Public method for validating + executing operator. Must return dataframe.

Return type:: DataFrame

classmethod fit(df, **kwargs)

Error handling wrapper for _fit method to fit operator to training data.

Return type:: Dict[str, Any]

classmethod fit_arguments()

Return fit argument types if operator implements _fit method, and None otherwise.

Return type:: Optional[Dict[str, Any]]

classmethod fit_input_schema(**kwargs)

Error handling wrapper for _fit_input_schema method.

Return type:: Optional[Dict[str, Any]]

get_artifact_config()

Mapping from operator config keys to data artifact paths.

Keys correspond to artifact_config_keys property.

Return type:: Dict[str, str]

get_datapoint_cols(input_datapoint_cols)

Get datapoint_cols for output DataFrame of the operator, given columns for inputs.

Return type:: List[str]

get_datapoint_instance(input_datapoint_instances)

Get datapoint_instance for output DataFrame of the operator, given datapoint_instances for inputs.

Return type:: DatapointType

get_datapoint_type(input_datapoint_types)

Get datapoint_type for output DataFrame of the operator, given types for inputs.

Return type:: Type[DatapointType]

classmethod get_op_impl_version()

Return type:: int

classmethod get_operator_impl_version_to_ds_migration()

Return type:: Dict[int, bool]

get_predictions(input_df, output_df)

Operators capable of producting predictions, such as Models and Extractors, can subclass this to define how they return their predictions. df should be the input df to the operator.
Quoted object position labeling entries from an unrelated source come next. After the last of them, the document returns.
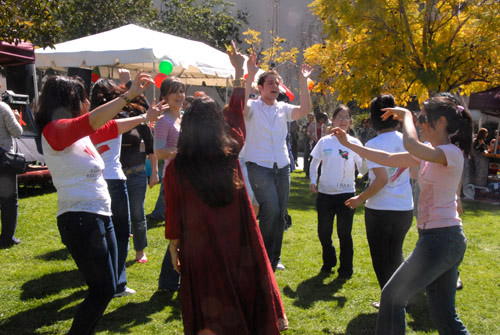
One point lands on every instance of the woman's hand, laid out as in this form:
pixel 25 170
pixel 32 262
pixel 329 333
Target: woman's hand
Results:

In the future, if spaces other than the SequenceLabelSpace are required, we can add that parameter here, however try-catch blocks will be required at import time to avoid circular dependencies.
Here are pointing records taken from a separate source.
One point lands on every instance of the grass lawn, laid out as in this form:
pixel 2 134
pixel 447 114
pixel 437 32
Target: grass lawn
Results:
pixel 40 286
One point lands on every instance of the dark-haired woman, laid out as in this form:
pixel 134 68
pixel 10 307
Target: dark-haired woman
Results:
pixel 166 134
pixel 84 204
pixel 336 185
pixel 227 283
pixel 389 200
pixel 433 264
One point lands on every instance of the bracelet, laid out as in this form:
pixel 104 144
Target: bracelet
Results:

Return type:: Dict[str, Any]

static is_disabled_by_feature_flag()

Returns a boolean indicating whether this operator is disabled by a feature flag.

Return type:: bool

artifact_config_keys: List[str] = []

property drop_schema: List[str] | None

List of cols that are dropped as a result of this operator.

If value is None, does NOT drop any columns.

errors_file_path: Optional[str] = None

fit_params: Optional[Dict[Any, Any]] = None

init_params: Optional[Dict[Any, Any]] = None

abstract property input_schema: Dict[str, Any] | None

Col to dtype map to validate the dtypes of the input dataframe.

If value is None, any schema is allowed.
These are the _minimum_ required fields. Other fields are allowed by default.
If type is None, any type will be allowed for this field.

is_deprecated: bool = False

is_expensive: bool = False

new_datapoint_cols: List[str] = []

node_uid: Optional[int] = None

operator_impl_version: int = 0

operator_impl_version_to_ds_migration: Dict[int, bool] = {}

property output_meta: Dict[str, Any] | None

abstract property output_schema: Dict[str, Any] | None

Col to dtype map to validate the dtypes of the output dataframe.

If value is None, any schema is allowed.
These are the _minimum_ required fields. Other fields are allowed by default.
If type is None, any type will be allowed for this field.

Don’t sort the keys in the output_schema if using the cache_features decorator if the order of features could change depending on the initialization.

show_args_in_gui: bool = True

property shuffle_cols: List[str]: Used to tell whether operator requires shuffle before execution. The specified cols will be shuffled into the same partition

property use_gpu_if_available: bool: Whether this operator will run on GPU if one is available.